La prolongation de la rétention peut être renouvelée une fois, dans les mêmes conditions. La durée maximale de la rétention n’excède alors pas quatre-vingt-dix jours'
Il résulte par ailleurs de l’article L. 741-3 du code de l’entrée et du séjour des étrangers et du droit d’asile qu’un étranger ne peut être placé ou maintenu en rétention que pour le temps strictement nécessaire à son départ, l’administration étant tenue d’exercer toutes diligences à cet effet, ce qui induit une recherche effective de la nationalité ou, si une nationalité est déclarée par l’étranger, une saisine effective des services compétents pour rendre possible le retour. La rétention administrative étant une mesure privative de liberté, il appartient au juge judiciaire, constitutionnellement gardien des libertés individuelles, de s’assurer du caractère suffisant des diligences entreprises. A défaut, la mainlevée de la mesure doit être ordonnée.
Dans le cas d’espèce, M. [X] soutient qu’il n’est pas justifié de la saisine effective des autorités guinéennes. Il convient cependant de relever, comme l’a très justement fait le magistrat du siège du tribunal judiciaire de Montpellier chargé du contrôle des mesures privatives et restrictives de libertés, qu’une demande d’identification et de laisser passer consulaire a été adressée le 24 juillet 2025 à l’UCI, relancée par la préfecture à plusieurs reprises et notamment les 4 et 28 novembre 2025 . Or, il convient de rappeler que la centralisation des demandes de laissez-passer consulaire consiste à faire intervenir, en lieu et place des préfectures, la structure spécialisée pour le dépôt et le suivi du dossier de demande d’identification (la section Laissez-passer consulaire et relations avec les consulats du bureau de la rétention et de l’éloignement de la direction générale des étrangers en France (DGEF) et l’unité centrale d’identification (UCI) du pôle central éloignement). Cette procédure permet de créer un canal privilégié avec les autorités étrangères par la désignation d’un correspondant unique en charge du suivi des dossiers. Ce service est donc chargé d’assurer le dialogue auprès des consulats et ambassades, et le suivi des procédures centralisées d’identification. Il ne peut donc être valablement soutenu que la préfecture n’aurait pas accompli toutes les diligences nécessaires à l’exécution de la mesure d’éloignement, et qu’il n’est pas justifié d’une sollicitation effective des autorités guinéennes par l’UCI, puisqu’il ressort des échanges versés au dossier que dans la mesure où M. [X] a remis une copie de sa carte consulaire, un rendez-vous avec les autorités consulaires n’était pas nécessaire, le dossier devant être envoyé, après étude par le consul, aux autorités centrales à [Localité 2]. Le représentant de l’UCI, travaillant au ministère de l’intérieur, a indiqué dans un email du 4 novembre 2025, sans que la réalité des informations retranscrites ne puisse être mise en doute, que le consul l’avait informé être toujours en attente de l’accord des autorités centrales à [Localité 2] pour la délivrance d’un laisser passer.

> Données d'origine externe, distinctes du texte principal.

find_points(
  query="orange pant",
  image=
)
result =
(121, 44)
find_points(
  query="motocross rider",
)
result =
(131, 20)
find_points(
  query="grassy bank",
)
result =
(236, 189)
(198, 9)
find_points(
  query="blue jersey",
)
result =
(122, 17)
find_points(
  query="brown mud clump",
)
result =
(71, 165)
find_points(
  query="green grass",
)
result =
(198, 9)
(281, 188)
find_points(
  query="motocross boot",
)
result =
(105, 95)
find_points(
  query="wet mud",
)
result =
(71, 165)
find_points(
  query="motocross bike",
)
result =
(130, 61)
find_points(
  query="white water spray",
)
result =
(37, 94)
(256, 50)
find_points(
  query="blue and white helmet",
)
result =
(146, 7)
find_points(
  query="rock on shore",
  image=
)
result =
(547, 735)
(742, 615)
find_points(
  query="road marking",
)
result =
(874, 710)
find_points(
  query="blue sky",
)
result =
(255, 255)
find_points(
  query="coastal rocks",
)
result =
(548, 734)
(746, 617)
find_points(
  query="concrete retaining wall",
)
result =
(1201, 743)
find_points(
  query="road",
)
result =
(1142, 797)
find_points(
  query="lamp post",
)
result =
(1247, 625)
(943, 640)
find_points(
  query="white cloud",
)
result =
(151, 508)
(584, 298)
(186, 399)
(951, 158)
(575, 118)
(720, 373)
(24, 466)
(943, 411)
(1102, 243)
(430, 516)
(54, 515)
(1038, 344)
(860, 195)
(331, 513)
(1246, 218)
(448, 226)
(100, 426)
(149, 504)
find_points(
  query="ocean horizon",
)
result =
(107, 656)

L’absence d’exécution de cette décision d’éloignement est donc liée au défaut de délivrance des documents de voyage par le consulat dont relève l’intéressé, en dépit de l’accomplissement par l’administration des diligences nécessaires et utiles, de sorte que les conditions ci-dessus énoncées pour prolonger la rétention de M. [X] sont réunies, ce dernier ne disposant pas de garanties de représentation effectives propres à prévenir le risque de soustraction à la mesure, et les perspectives d’éloignement étant réelles tenant notamment sa carte consulaire.
La décision du magistrat du siège du tribunal judiciaire de Montpellier chargé du contrôle des mesures privatives et restrictives de libertés sera en conséquence confirmée.
PAR CES MOTIFS
Statuant après débats en audience publique, par mise à disposition au greffe,
DÉCLARONS l’appel recevable,
CONFIRMONS la décision déférée,
Disons que la présente ordonnance sera notifiée conformément à l’article R 743-19 du Code de l’Entrée et du Séjour des Etrangers et du Droit d’Asile
Fait à Montpellier, au palais de justice, le 8 Décembre 2025 à 12 H 06.